Scholem-Alejchem-Vortrag in ondenk fun Evita Wiecki s“l
Mittwoch, 17. Juni 2026, 18:15 Uhr

Vortrag in jiddischer Sprache

  • Begrüßung: Prof. Dr. Martina Niedhammer
  • Einführung: Dr. Dasha Vakhrushova

Seit der zweiten Hälfte des 19. Jahrhunderts wurde der jiddische Buchmarkt in Osteuropa neben traditionell-religiöser chassidischer Literatur immer mehr auch von weltlichen Publikationen geprägt.
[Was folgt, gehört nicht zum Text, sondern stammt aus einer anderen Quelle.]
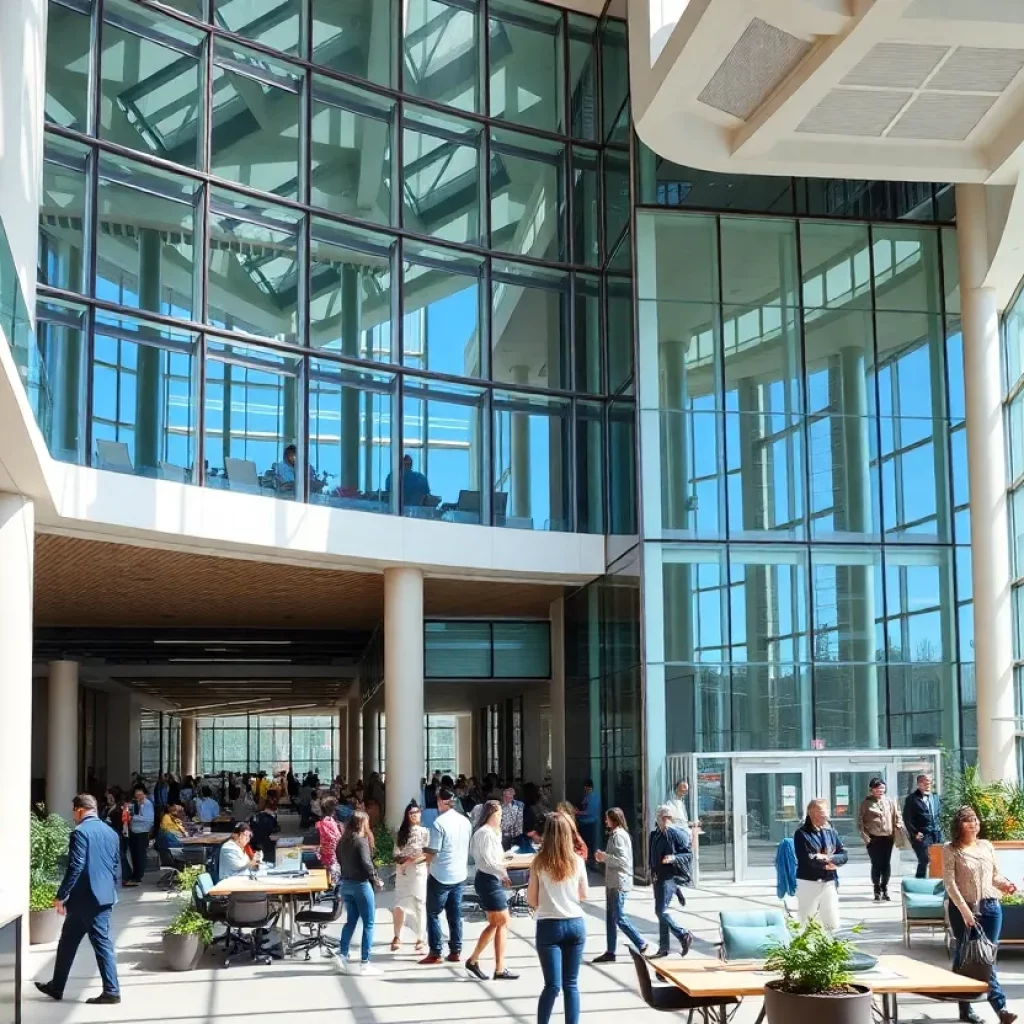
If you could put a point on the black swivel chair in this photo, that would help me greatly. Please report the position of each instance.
(672, 999)
(325, 912)
(248, 912)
Diese neuen Texte richteten sich an ein breiteres jiddischsprachiges Lesepublikum, das tatsächlich großes Interesse an den neuen Formen und Inhalten zeigte. In dieser Zeit erschienen auch die ersten jiddischen Zeitungen, ein erschwingliches und leicht zugängliches Mittel der Verbreitung allgemeinen Wissens und aufklärerischer Ideen. Allmählich wurden diese Zeitungen zu einer wichtigen Bühne für literarische Werke unterschiedlichster Qualität. Der Vortrag möchte die große Bandbreite jiddischer Publikationen aufzeigen, zu denen jiddische Leser von der Mitte des 19. Jahrhunderts bis zum Ausbruch des Ersten Weltkriegs Zugang hatten, und stellt eine repräsentative Auswahl dieser Werke vor. Dazu gehören belletristische Werke diverser Genres und Stilrichtungen von verschiedener Qualität, darunter die sogenannte shund-literatur [Trivialliteratur] sowie populärwissenschaftliche Werke, die auf die Bedürfnisse der osteuropäischen jiddischen Leserschaft zugeschnitten waren. Weiterlesen »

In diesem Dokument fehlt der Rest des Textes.